Dans un article publié par Reuters le 26 mars, la féministe iranienne a dit reconnaître le courage et la solidarité dans le geste de la première ministre, mais elle avoue être bouleversée par le message contradictoire que cela envoie et qui se retournera contre les femmes qui essaient de se débarrasser du voile.

La réflexion de cette féministe iranienne, déchirée entre leur combat contre l'obligation du voile et le rejet de leur identité, donne la mesure de toute la complexité du débat. 

Nuire le moins possible 

D'autres féministes au Québec mettent aussi en garde contre l'obligation du port du voile et se disent peu écoutées. Mais si la réponse ne peut être que coercitive, beaucoup de leurs concitoyennes, aussi féministes, y voient une contradiction et un malaise. 
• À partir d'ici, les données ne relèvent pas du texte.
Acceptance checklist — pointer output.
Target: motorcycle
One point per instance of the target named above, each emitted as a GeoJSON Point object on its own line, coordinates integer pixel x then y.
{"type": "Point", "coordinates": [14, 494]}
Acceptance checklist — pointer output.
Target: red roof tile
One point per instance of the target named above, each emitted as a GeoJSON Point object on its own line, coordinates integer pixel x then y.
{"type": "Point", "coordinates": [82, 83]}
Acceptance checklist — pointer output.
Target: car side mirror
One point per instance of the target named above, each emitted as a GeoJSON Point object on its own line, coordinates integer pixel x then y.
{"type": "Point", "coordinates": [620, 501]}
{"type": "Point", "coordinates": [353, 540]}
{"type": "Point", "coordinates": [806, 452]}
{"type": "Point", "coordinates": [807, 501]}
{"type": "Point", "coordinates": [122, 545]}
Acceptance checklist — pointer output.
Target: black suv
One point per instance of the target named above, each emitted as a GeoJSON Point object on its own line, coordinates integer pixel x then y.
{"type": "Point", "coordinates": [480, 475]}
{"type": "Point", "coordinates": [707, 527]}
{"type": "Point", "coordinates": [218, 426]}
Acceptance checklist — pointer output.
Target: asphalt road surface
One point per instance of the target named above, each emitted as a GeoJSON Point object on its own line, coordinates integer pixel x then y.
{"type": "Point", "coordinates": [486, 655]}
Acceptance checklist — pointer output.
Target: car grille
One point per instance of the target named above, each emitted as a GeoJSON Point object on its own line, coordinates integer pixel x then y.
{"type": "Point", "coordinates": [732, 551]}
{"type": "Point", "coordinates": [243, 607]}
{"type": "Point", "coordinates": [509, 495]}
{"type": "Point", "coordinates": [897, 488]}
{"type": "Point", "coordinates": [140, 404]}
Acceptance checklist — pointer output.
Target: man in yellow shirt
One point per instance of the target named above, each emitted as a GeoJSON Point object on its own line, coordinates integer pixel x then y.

Dans l'entrevue que donne Alinejad au Guardian, elle dit rêver du jour où elle pourra marcher dans les rues d'Iran cheveux au vent, aux côtés de sa mère qui, elle, se voile ; il y aurait, alors, une totale liberté. Que pouvons-nous faire qui ne nuise ni aux unes ni aux autres ? 

Comme me l'a conseillé une militante qui préfère rester anonyme, nous pouvons amplifier leurs voix. Faire entendre leurs arguments dans le respect et l'empathie. Nous pouvons aussi faire pression sur le gouvernement iranien pour qu'il libère Nasrin Sotoudeh en signant la pétition d'Amnistie internationale.